Внезапная тревога гасит радость дона Мануэля. Он замечает осторожно, что есть ведь у Федерико и другие стихотворения...

– О разумеется, – отвечает собеседник учтиво. – «Романс о гражданской гвардии», например. Есть и пьесы – скажем, «Иерма». А интервью какие! Вы, возможно, еще не читали самого последнего – того, где ваш друг заявляет, что ему ненавистны испанцы, приносящие себя в жертву абстрактной идее национализма?..

– Но нельзя же сводить его творчество только к этому! – умоляюще возражает композитор.

– В самом деле? – усмехается собеседник. – Тогда, быть может, вы укажете мне такие произведения Гарсиа Лорки, которые помогают воспитывать людей в нашем духе?.. Или, – продолжает он, насладившись растерянным молчанием старика, – хотя бы поручитесь за то, что теперь наши идеи найдут выражение в его стихах? Впрочем, что я! – как бы спохватывается он, прищурившись. – Вы и сами не пожелали с нами сотрудничать... Счастье ваше, что музыка не поэзия; композитору все-таки легче скрыть свои мысли. Вот почему мы с вами так мирно беседуем. И вот почему, – заключает незнакомец, вставая, – я решительно ничего не могу сделать для облегчения участи вашего ученика и друга.
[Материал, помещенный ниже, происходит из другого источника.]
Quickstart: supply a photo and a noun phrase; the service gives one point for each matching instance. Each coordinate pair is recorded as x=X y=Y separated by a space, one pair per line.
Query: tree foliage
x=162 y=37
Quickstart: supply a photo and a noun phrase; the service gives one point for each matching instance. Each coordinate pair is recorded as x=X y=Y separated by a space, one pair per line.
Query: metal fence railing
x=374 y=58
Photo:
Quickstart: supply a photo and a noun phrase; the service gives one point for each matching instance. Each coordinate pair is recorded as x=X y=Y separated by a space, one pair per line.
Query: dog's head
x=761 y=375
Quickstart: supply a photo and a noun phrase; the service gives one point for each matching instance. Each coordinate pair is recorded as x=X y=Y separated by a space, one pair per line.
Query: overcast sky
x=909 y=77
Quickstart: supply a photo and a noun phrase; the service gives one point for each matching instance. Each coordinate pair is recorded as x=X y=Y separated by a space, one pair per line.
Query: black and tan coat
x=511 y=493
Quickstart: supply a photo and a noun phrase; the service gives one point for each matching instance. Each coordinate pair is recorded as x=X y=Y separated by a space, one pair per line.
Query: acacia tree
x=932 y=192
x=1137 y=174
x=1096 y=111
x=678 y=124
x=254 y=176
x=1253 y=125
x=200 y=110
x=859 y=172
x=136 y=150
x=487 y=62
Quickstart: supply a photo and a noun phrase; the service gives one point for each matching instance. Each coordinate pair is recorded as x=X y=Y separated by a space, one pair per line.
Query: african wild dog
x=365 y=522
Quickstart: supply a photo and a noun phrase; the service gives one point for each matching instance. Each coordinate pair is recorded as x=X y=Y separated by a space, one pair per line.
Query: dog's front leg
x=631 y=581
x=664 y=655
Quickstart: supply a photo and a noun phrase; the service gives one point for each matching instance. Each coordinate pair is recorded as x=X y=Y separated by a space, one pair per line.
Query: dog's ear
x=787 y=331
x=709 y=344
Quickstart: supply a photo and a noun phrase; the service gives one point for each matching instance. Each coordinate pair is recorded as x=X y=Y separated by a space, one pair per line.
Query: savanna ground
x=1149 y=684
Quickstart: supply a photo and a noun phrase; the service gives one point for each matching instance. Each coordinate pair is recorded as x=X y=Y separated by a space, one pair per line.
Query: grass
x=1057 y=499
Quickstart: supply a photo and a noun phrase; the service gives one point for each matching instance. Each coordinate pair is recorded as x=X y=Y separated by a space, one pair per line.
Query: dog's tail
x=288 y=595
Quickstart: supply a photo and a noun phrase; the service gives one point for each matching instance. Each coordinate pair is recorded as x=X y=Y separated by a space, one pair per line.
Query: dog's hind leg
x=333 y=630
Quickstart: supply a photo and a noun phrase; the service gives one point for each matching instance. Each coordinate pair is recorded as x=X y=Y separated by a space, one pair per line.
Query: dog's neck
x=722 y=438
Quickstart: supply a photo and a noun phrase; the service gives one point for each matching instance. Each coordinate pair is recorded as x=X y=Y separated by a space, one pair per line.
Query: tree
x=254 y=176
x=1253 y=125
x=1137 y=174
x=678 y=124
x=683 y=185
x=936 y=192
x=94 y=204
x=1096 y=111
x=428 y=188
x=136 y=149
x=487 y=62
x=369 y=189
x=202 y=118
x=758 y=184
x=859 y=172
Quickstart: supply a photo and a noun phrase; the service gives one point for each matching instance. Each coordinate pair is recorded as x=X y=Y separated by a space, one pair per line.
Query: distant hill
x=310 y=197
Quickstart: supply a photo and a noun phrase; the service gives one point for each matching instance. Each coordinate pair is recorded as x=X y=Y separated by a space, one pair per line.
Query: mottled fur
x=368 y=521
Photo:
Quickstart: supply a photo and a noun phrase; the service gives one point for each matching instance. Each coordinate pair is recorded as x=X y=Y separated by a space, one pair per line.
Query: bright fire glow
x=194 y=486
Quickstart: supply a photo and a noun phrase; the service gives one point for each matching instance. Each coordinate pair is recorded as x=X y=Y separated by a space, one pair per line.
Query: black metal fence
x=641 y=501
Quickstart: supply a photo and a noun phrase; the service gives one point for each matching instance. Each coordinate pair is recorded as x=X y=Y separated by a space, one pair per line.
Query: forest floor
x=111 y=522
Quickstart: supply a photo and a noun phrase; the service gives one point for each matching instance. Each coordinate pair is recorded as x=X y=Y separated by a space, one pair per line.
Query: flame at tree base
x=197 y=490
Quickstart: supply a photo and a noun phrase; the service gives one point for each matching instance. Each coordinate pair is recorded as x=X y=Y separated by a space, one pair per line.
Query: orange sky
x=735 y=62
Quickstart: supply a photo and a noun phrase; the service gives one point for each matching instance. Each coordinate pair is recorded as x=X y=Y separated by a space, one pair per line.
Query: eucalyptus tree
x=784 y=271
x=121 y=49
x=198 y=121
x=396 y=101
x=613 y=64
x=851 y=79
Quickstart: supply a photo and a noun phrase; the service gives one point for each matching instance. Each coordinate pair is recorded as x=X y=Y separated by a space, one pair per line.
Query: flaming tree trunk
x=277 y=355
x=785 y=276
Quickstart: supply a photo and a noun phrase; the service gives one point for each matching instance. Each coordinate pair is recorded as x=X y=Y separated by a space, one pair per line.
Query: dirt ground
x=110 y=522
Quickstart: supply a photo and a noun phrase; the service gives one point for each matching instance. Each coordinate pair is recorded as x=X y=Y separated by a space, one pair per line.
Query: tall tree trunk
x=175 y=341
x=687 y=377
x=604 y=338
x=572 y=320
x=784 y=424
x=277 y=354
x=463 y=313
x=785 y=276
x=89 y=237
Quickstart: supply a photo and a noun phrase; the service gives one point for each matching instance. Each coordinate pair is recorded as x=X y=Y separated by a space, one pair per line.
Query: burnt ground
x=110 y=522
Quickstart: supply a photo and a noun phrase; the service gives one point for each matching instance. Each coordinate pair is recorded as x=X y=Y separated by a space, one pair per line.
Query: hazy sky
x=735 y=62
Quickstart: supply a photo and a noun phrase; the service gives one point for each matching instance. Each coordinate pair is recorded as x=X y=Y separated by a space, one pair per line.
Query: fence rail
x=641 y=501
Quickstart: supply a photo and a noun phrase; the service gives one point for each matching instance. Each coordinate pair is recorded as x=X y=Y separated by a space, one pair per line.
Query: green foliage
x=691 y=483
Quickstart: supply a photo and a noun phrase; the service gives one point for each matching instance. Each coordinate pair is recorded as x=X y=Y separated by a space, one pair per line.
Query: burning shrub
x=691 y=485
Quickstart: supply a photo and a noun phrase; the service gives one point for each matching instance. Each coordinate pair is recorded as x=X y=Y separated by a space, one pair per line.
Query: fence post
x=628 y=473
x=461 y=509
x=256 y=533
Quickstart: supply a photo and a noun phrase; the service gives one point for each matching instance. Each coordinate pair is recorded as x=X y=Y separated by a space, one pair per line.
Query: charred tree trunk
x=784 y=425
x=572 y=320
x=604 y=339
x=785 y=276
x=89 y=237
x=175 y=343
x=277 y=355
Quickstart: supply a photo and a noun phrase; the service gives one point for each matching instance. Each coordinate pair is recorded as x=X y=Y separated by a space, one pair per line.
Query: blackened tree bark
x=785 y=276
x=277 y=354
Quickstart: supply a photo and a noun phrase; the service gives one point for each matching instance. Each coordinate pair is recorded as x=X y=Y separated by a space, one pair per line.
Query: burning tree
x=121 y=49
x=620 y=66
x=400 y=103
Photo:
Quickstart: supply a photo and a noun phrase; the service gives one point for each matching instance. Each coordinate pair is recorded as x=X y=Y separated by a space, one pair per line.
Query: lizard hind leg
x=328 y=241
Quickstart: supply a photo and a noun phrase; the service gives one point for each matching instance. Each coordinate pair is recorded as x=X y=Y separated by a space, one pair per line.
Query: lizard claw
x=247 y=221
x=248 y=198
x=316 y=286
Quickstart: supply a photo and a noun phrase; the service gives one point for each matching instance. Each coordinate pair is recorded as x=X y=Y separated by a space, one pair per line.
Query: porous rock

– Но Федерико – великий поэт! – в отчаянии хватает его за рукав дон Мануэль.

– Великий поэт! – отзывается, словно эхо, незнакомец, без труда высвобождая рукав из бессильных стариковских пальцев. – Один крупный деятель нашего движения сказал как-то, разумеется, в узком кругу: «К поэтам нельзя относиться серьезно. Иначе их пришлось бы расстреливать».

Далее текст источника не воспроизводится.